SoftBank, short for “Bank of Software”, has been deemed as a unicorn hunter. Masayoshi launched the Vision Fund to invest in tech startups that are the number one players in the market and, that he believes, will fundamentally change the world. The fund is backed by the likes of Saudi Arabia’s Public Investment Fund and Apple. The Vision Fund was founded to shape the future for centuries to come. It has scored some wins by investing in companies like Uber and also companies like Flipkart, which yielded a 60% return when it was acquired by Walmart.
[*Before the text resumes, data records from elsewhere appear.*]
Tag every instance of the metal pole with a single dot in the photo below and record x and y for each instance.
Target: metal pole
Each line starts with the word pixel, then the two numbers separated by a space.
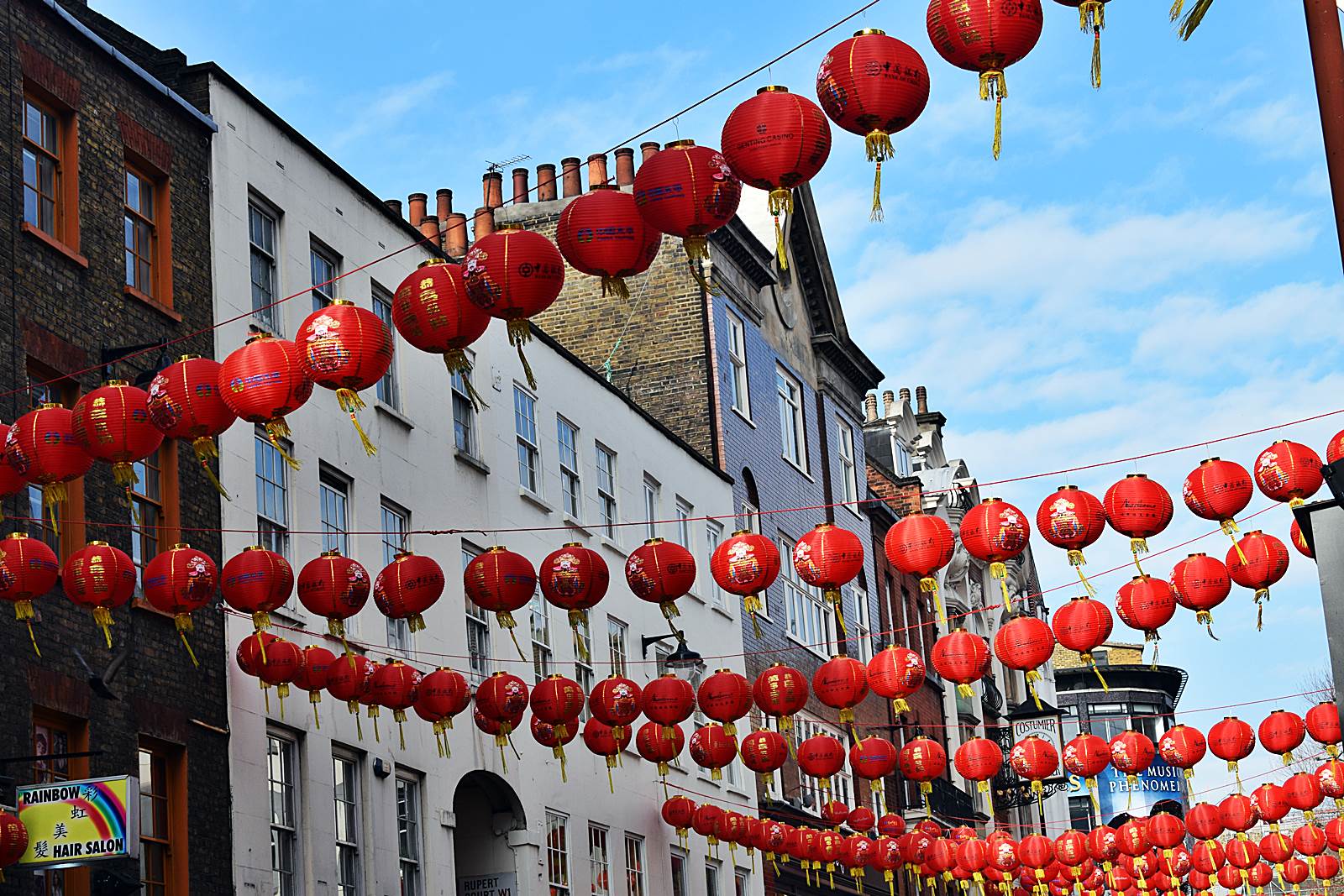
pixel 1323 36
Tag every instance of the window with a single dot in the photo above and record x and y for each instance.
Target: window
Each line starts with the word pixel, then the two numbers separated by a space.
pixel 409 837
pixel 464 412
pixel 387 391
pixel 790 419
pixel 806 613
pixel 635 880
pixel 651 506
pixel 617 651
pixel 848 468
pixel 477 629
pixel 141 235
pixel 272 495
pixel 711 879
pixel 147 513
pixel 524 426
pixel 282 774
pixel 396 523
pixel 346 799
pixel 261 248
pixel 600 862
pixel 333 496
pixel 606 488
pixel 679 873
pixel 40 165
pixel 541 609
pixel 568 438
pixel 557 853
pixel 326 268
pixel 738 364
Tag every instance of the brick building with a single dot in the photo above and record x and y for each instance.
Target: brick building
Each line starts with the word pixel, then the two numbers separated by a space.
pixel 108 244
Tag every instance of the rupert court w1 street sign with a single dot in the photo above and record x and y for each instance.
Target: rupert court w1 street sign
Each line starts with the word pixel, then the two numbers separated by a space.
pixel 76 822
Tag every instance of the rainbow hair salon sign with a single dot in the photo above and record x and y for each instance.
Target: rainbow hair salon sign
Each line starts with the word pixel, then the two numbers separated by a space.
pixel 76 822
Masayoshi has a tremendous appetite for long-term thinking and risk. A lot of CEOs think about what to do for the next quarter, while he has a 300-year plan. That means in 300 years, he wishes for his company to make the most contribution to humankind. Fingers crossed, he’s around to see the prophecy is fulfilled. He makes big bets on companies and plays an active role in the investment decisions of SoftBank. His style seems to be bold and brash when it comes to investing and he makes deals in such a way that SoftBank is at the epicentre of trends that could fundamentally change the world. Before, it used to mean internet companies and telecom enterprises; in today’s world, it’s AI, robotics, big data, ridesharing, biotech and more. He once stated that he devotes 97% of his time and brain to investing in tech companies.

CRITICISM 

A fair question can be raised: can the legend invest in enough winners to generate large enough returns to justify the $100 billion fund or is this too ambitious? It’s tough to say. Because if one looks at his track record, he can definitely turn things around. Son once said that he’s preparing for the day when “all sectors of society and industry will be redefined by super-intelligent machines”, for which he has been criticized. But he retorts that people doubted the Internet Revolution in its infancy and said that people who think it’s a bubble do not understand technology.

SON IS NO BETA

Masayoshi Son wants to reshape the world. He discusses ideas that are ‘multi-decades away’ and yet, he stays in the present and focuses on modern industry trends and customer expectations. His goal is to lay the foundation for a company and by extension, a legacy that would last for centuries. Many people question whether he’s a genius or just insane. Maybe he’s a mixture of both: making him a really ambitious individual with a passion for taking business risks. In the face of the COVID-19 pandemic, many SoftBank investments have taken a hit. But emblematic of Masayoshi Son, he will bounce back.

That while recognizing the weakness of one’s own and to maximize the strengths of one’s own, I think this is the secret of success.